Additionally, how am I to know if the bytes are signed or unsigned?

Many thanks!

Answer 1

Thank you for your help! I got it working and I'll post the solution here for everyone to use in case some other poor soul needs it:

import wave
import struct

def pcm_channels(wave_file):
    """Given a file-like object or file path representing a wave file,
    decompose it into its constituent PCM data streams.

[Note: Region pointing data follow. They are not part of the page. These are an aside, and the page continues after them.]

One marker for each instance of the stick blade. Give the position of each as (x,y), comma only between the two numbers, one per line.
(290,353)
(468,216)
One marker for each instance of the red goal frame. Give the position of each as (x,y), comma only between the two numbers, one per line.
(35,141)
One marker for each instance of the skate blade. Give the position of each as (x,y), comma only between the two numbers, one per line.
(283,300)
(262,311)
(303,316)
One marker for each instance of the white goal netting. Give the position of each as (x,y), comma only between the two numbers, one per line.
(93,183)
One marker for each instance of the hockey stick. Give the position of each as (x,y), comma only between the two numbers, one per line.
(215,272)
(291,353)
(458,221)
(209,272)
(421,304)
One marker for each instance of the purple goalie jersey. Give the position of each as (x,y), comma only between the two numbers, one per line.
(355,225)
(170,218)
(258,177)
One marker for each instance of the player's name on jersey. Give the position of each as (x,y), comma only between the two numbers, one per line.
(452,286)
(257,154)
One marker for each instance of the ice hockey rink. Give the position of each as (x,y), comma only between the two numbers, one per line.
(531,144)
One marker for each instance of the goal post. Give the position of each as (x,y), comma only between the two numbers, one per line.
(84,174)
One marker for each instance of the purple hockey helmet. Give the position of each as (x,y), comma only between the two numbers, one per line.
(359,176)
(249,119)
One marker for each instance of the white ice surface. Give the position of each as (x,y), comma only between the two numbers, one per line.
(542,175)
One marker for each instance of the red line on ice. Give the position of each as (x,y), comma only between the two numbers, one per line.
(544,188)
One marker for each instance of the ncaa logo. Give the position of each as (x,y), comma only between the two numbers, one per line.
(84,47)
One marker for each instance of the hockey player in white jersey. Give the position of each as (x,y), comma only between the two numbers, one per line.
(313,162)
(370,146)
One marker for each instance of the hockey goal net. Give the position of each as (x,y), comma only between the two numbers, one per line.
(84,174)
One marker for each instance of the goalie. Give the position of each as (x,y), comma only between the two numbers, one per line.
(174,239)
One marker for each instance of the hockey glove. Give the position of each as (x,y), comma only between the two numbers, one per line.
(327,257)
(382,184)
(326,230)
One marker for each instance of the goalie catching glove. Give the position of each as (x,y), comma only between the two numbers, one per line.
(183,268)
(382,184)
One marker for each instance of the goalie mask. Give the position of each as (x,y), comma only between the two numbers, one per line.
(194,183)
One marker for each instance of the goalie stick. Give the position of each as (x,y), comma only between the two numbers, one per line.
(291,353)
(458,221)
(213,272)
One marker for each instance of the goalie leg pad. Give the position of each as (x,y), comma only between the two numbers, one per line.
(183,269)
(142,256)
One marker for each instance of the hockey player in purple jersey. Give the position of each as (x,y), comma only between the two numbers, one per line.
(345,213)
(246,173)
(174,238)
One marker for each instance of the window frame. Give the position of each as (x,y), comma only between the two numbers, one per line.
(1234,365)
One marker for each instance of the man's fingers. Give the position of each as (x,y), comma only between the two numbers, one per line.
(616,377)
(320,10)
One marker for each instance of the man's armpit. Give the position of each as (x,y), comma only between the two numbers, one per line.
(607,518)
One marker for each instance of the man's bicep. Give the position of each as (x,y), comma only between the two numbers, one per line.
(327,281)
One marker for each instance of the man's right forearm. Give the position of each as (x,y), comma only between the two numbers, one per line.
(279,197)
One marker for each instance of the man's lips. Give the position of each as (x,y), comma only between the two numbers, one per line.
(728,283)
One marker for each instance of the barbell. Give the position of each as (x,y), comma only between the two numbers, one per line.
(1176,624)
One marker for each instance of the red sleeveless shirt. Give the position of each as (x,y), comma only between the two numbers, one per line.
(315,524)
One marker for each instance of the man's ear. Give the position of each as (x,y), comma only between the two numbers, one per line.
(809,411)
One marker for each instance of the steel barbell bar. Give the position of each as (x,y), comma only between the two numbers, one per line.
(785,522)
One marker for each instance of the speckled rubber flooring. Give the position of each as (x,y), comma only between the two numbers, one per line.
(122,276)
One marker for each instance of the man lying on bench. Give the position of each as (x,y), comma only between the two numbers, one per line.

    Input: A file like object or file path
    Output: A list of lists of integers representing the PCM coded data stream channels
        and the sample rate of the channels (mixed rate channels not supported)
    """
    stream = wave.open(wave_file,"rb")

    num_channels = stream.getnchannels()
    sample_rate = stream.getframerate()
    sample_width = stream.getsampwidth()
    num_frames = stream.getnframes()

    raw_data = stream.readframes( num_frames ) # Returns byte data
    stream.close()

    total_samples = num_frames * num_channels

    if sample_width == 1: 
        fmt = "%iB" % total_samples # read unsigned chars
    elif sample_width == 2:
        fmt = "%ih" % total_samples # read signed 2 byte shorts
    else:
        raise ValueError("Only supports 8 and 16 bit audio formats.")

    integer_data = struct.unpack(fmt, raw_data)
    del raw_data # Keep memory tidy (who knows how big it might be)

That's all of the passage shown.